Wednesday, October 6, 2010

Outbuilding - Greene County, Virginia 

Over the years outbuildings have been an important fixture of rural homesteads and farms. There were smokehouses for preparing and storing meat, granaries to hold grain and feed, dairies for milk, ice houses, dovecotes, chicken coops,  laundries and of course privies. Today, many of these small buildings have fallen into disuse as rural life has adjusted to the modern world.

Barns, complex and expensive were likely to have been built to a proven and successful pattern. Small outbuildings however, were often hastily constructed from whatever materials were at hand. The "grass-roots" vernacular architecture of outbuildings is as individual as the farmers who built them.



In this area of central Virginia, white outbuildings are not as common as one might think. Most surviving outbuildings are a natural weathered gray, or painted a dark color. At one time whitewash was a practical and inexpensive way of protecting and beautifying rural structures. Does anyone still use whitewash?
"Saturday morning was come, and all the summer world was bright and fresh, and brimming with life. There was a song in every heart; and if the heart was young, the music issued at the lips. There was cheer in every face and a spring in every step.
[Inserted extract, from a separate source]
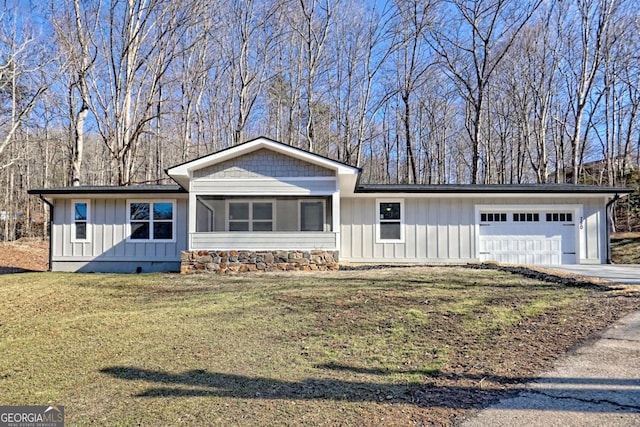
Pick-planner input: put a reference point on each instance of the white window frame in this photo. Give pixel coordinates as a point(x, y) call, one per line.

"Tom appeared on the sidewalk with a bucket of whitewash and a long-handled brush. He surveyed the fence and all gladness left him and a deep melancholy settled down upon his spirit. Thirty yards of board fence nine feet high. Life to him seemed hollow, and existence but a burden. Sighing, he dipped his brush and passed it along the topmost plank, repeated the operation; did it again; compared the insignificant whitewashed streak with the far-reaching continent of unwhitewashed fence, and sat down on a tree box discouraged."